Create and manage a data transfer
  • 11 Jul 2024
  • 13 Minutes to read
  • PDF

Create and manage a data transfer

  • PDF

Article summary

Bobsled offers multiple ways to ensure your data is correctly and efficiently replicated across different types of destinations. When sharing your data with Bobsled, whether it’s from a file storage or a cloud data warehouse source, it’s useful to keep in mind which replications patterns are available to ensure your data reaches your consumers.

This article will describe the steps to create a data transfer within a share, and how to monitor it.


Prerequisites

  • A Share must be created.

  • In order to successfully create a data transfer in a share, you must have at least one Data source preconfigured in Bobsled.

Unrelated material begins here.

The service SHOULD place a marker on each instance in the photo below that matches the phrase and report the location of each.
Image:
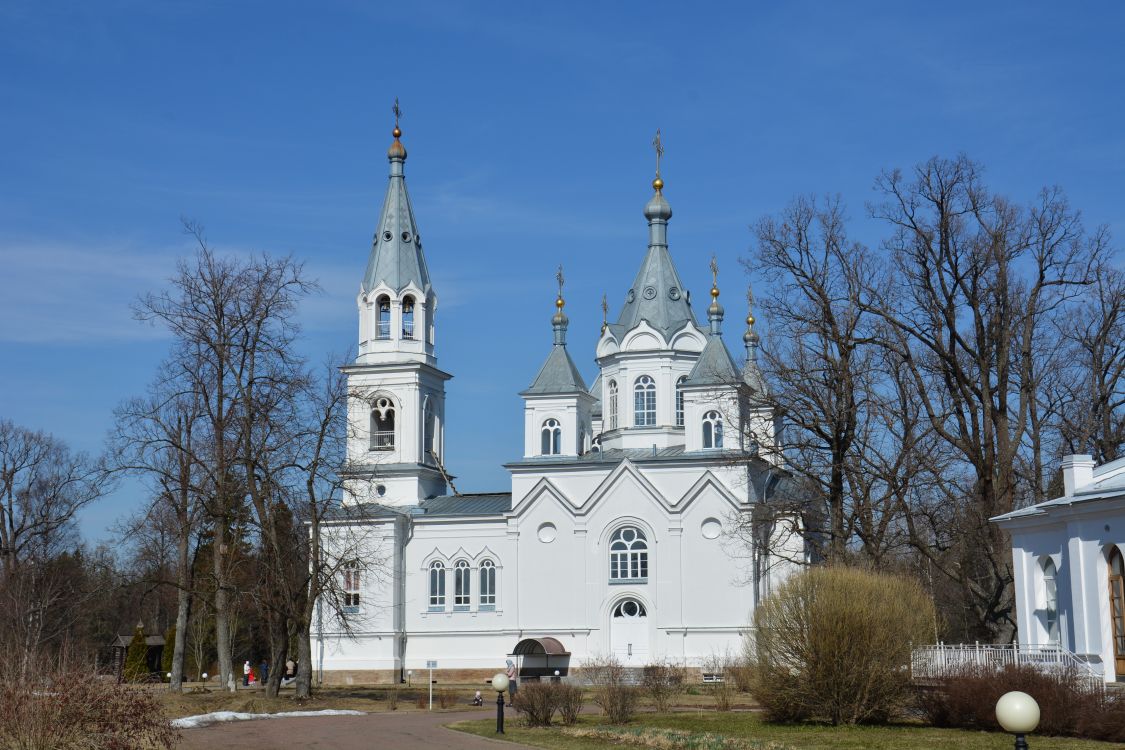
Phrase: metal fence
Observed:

  • If you’re sharing data to a Bobsled-managed destination, all you need do is to pick where you want your data to be shared. Sharing to an externally managed destination may need more details before you are ready to start creating a transfer. Check our supported Destinations for more information.

NOTE:
What you can see and do will differ based on your role and permissions.


Data transfer setup instructions

Creating a data transfer in Bobsled comprises of three main steps:

  1. Choose data to share: Choose paths from a File storage sources or choose objects from a Cloud Data Warehouse sources

  2. Configure loading/replication patterns: Configure how Bobsled should load/replicate your data—not applicable for Files Storage source to File Storage destinations

  3. Review data transfer: Set sync intervals and schedule

These will vary depending on your source–destination combination and will render a different morphology to guarantee maximum control and flexibility.


File Storage sources to Cloud Data Warehouse destinations

When selecting data from your source, Bobsled will take each unique selection and map it to an individual table.

  • By default, if you select 3 paths, 3 tables will be loaded to the destination.

  • Bobsled generates the default name of the table based on your source selection. E.g., S3://source_path/data_package_1/data_2020/ will translate into one table, named data_2020.

Step 1: Choose data

Select the source paths you want to share with a consumer.  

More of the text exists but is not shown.